Remix.run Logo
oblio 2 days ago

That's the thing, I can't visualize (and I don't think most people can) what "tokens" represent for image or video outputs.

For text I just assume them to be word stems or more like work-family-members (cat-feline-etc).

For images and videos I guess each character, creature, idea in it is a token? Blue sky, cat walking around, gentleman with a top hat, multiplied by the number of frames?

dragonwriter 2 days ago | parent | next [-]

> For images and videos I guess each character, creature, idea in it is a token?
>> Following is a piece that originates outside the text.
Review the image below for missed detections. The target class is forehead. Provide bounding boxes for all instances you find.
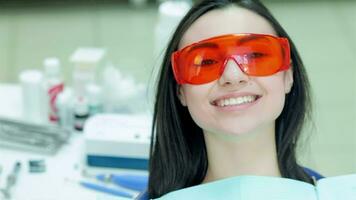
[179,6,276,49]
No, for images, tokens would, I expect, usually be asymptotically proportional to the area of the image (this is certainly the case with input token for OpenAIs models that take image inputs; outputs are more opaque); you probably won’t have a neat one-to-one intuition for what one token represents, but you don’t need that for it to be useful and straightforward for understanding pricing, since the mathematical relationship of tokens to size can be published and the size of the image is a known quantity. (And videos conceptually could be like images with an additional dimension.)

porridgeraisin 2 days ago | parent | prev [-]

Tokens correspond more to words in text land. The cat-feline etc connection happens when you train the model and not really by the tokenisation algorithm, which only sees text and not concepts. Byte pair encoding and SentencePiece (the two main tokenisation algorithms used by all LLMs) are mostly leetcode-medium-level algorithms. You can check it out and gain a permanent intuition, especially BPE.

For images, you take patches of the image (say 16x16 patches[1]), and then directly pass it into the FFN+transformer machinery[2]. As such, there is no vocabulary of tokens for images[3]. So, the billing happens per image patch. i.e, for large images, your cost will go up[2] Since it will have more px*py patches.

[1] x 3, due to RGB

[2] Upto a point, it gets downsamples to lower quality beyond a certain res. The downsampling happens in many ways... Qwen-VL uses a CNN, GPT iirc stuffs a downsampler after the embedding layer... As well as before. Anyways, they usually just take some average reduction by that downsampler and cut your billed tokens by that much in all these cases. OpenAIs bin-based billing is like this.

[3] Dall-E from way back when did have a discrete set of tokens and it mapped all patches of all images in the world to one from that, IIRC.